[Interview] Henri Galeron

Henri Galeron est un des grands noms de l’illustration française et nous sommes honorés d’avoir pu lui poser quelques questions.

À la faveur de la sortie de la compilation Chevance (etc.) chez Born Bad, nous nous sommes penchés sur le cas de Henri Galeron, l’illustrateur derrière la majeure partie des pochettes du label du même nom. Ainsi, nous avons confié à Michel Lagarde un texte d’introduction à retrouver dans notre numéro 70 et ci-après, et avons réalisé cet entretien fleuve aux côtés de Sylvain Quément, coordinateur de la compilation sus-citée. Nous ne sommes pas peu fiers de vous le présenter.

 

Pochette pour Chevance (etc.), Outremusique pour enfants 1974-1985, Born Bad records, 2019

 

« Il n’y a pas plus modeste qu’Henri Galeron, né en 1939. Ce merveilleux illustrateur ayant passé son enfance en Provence, entame une scolarité difficile et préfère suivre les chemins de l’école buissonnière, du côté Tarascon, bien loin des Tartarinades du personnage d’Alphonse Daudet qu’il illustrera par ailleurs . Son don précoce pour le dessin lui offrira une échappatoire vers les Beaux-Arts de Marseille où il collectionnera les premiers prix.

On découvre ses premières parutions au début des années 70 (avec notamment Le Kidnapping de la cafetière) chez l’éditeur révolutionnaire Harlin Quist ou chez son associé Ruy-Vidal, puis se révèle au grand public au sein des collections jeunesse des éditions Gallimard. C’est aux côtés de Claveloux, Delessert, Kelek, Lapointe, Lemoine, Nicollet, et tant d’autres que l’on retrouve ses images dans les collections 1000 Soleil, Folio Benjamin et Enfantimages. Il aura l’occasion d’illustrer Roald Dahl, Le Clézio, Prévert, et tant d’autres dont Steinbeck avec Le Poney rouge dans la mythique collection des grands albums illustrés. La carrière de Galeron est intimement liée à une fidélité réciproque avec ses éditeurs et directeurs artistiques. C’est grâce à Massin que ses premières illustrations se retrouvent régulièrement en couverture de la collection Folio à sa création en 1973 , et à Patrick Couratin qu’il illustrera les nombreux dossiers du magazine Okapi à sa grande époque dans les années 80.

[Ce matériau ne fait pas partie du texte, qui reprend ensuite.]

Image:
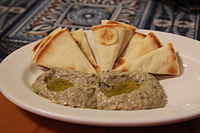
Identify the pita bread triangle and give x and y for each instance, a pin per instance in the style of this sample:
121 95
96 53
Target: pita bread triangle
62 51
159 61
81 39
139 45
128 35
110 41
40 44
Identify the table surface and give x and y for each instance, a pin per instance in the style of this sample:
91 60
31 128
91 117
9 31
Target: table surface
25 21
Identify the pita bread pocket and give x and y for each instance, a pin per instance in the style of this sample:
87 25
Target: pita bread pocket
139 45
159 61
128 35
109 40
62 51
37 48
81 39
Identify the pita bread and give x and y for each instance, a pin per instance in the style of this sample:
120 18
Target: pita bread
39 45
139 45
80 38
110 40
128 35
62 51
159 61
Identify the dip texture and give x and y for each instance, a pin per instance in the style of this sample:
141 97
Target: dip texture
81 94
111 90
148 95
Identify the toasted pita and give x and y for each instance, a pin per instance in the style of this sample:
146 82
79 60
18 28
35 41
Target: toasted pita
159 61
80 38
39 45
109 39
139 45
62 51
128 35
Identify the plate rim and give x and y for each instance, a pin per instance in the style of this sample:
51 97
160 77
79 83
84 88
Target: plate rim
94 123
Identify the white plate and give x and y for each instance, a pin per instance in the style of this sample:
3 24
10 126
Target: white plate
17 72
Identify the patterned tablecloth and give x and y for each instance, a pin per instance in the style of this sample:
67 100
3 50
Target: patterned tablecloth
24 21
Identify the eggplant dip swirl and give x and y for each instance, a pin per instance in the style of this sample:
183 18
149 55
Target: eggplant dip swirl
111 90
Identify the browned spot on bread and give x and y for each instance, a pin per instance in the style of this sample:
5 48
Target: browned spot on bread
132 28
124 69
112 22
157 41
95 67
106 35
174 57
48 45
119 62
37 45
139 34
72 67
106 26
172 70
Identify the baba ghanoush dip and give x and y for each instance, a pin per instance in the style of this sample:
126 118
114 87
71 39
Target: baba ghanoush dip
111 90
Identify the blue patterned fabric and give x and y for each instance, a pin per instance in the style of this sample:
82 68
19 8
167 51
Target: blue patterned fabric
25 21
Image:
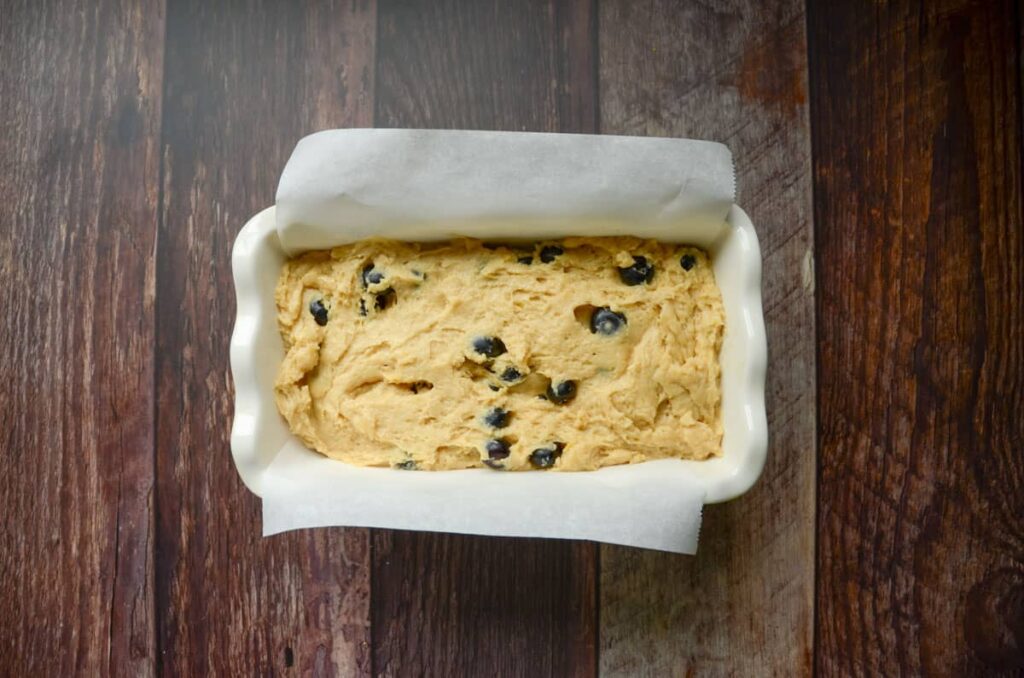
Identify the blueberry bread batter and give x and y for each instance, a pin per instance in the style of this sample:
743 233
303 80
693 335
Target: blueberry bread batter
572 355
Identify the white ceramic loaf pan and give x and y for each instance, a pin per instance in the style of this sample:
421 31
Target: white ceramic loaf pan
260 437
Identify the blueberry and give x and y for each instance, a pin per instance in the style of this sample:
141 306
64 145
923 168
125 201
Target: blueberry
497 449
497 418
606 322
318 311
561 392
511 374
370 276
489 346
545 457
385 299
641 271
550 252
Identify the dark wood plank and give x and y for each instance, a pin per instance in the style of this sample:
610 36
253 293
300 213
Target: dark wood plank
244 81
732 72
457 605
921 306
80 94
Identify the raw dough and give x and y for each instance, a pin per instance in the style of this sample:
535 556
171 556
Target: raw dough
401 385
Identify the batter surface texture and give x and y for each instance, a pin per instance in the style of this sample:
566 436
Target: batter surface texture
571 354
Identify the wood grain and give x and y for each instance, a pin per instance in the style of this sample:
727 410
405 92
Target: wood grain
457 605
244 82
732 72
918 176
80 94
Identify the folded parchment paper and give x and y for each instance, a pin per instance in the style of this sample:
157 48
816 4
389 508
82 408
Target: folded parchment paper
343 185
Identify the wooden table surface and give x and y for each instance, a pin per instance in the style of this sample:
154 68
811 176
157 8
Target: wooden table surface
879 149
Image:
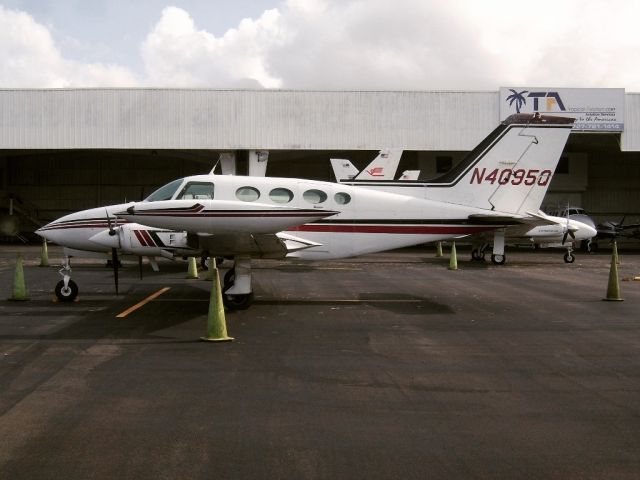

Aujourd’hui il se partage entre les livres aux éditions Motus (avec l’éditeur et auteur normand François David) et ses beaux albums, livres-objets toujours pertinents aux éditions des Grandes Personnes. Cette génération d’illustrateurs apparue au début des années 70 est entrée dans l’histoire de l’illustration et forme désormais la confrérie des « maitres de l’imaginaire » , sous l’impulsion de l’un des leurs, Etienne Delessert , à travers diverses expositions de Paris à Bologne en attendant l’ouverture d’un musée en Suisse. Toujours dans le coup à la veille de ses 80 ans, les images de Galeron trouvent naturellement leur place dans Kiblind. » – Michel Lagarde

 

Le Kidnapping de la cafetière, textes de Kaye Saari, Harlin Quist, 1974

 

Kiblind : Comment arrivez-vous au métier d’illustrateur ?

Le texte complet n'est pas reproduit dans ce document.